GSK will pay A$20 million ($19.5 million) to settle the lawsuit which began in May 2004 after Biota said that it had failed to adequately promote Relenza (zanamivir). Then in March 2007 Biota amended a statement to the Supreme Court of Victoria saying that soon after Relenza's worldwide launch in 2000, GSK “withdrew its support for the product, adopting and implementing an ‘exit strategy’.”

The Melbourne-based firm had said GSK’s actions meant that the drug now holds only a small portion of the estimated $2 billion annual global market for antiviral flu drugs and way behind Roche’s Tamiflu (oseltamivir). In August last year, Biota went back to the court saying it was looking for damages in the range of A$564-A$704 million, up from a previous estimate of A$308-A$430 million.

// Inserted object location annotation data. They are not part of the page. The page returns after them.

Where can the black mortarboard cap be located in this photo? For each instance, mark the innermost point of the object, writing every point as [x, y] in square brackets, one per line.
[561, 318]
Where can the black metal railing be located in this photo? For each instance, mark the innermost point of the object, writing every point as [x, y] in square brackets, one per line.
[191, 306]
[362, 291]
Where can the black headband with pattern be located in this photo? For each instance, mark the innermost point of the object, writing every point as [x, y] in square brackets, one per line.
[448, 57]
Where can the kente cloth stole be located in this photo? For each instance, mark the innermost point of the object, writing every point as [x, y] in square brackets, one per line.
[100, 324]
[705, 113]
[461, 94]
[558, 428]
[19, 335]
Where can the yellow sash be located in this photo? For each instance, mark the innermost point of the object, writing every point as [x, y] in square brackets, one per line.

Paying out just A$20 million is therefore a victory for GSK which added that it does not admit any liability in the matter as part of the settlement. Chief executive Andrew Witty, said the deal “is satisfactory for both companies” and GSK looks forward to working with Biota again.

Biota chairman John Grant said that in striking the agreement the board “had taken some hard decisions”. The postponement (in May) of the scheduled trial date “required us to review rigorously all aspects of the litigation in a new light,” he said, “including the impact of current and further possible delays and the growing scale and complexity” of the case.

The Australian firm’s chief executive Peter Cook looked forward to “re-establishing and strengthening Biota’s long-standing relationship with GSK”. He added that “all our stakeholders will welcome the redirection of our full resources to our strong and rapidly advancing development pipeline.”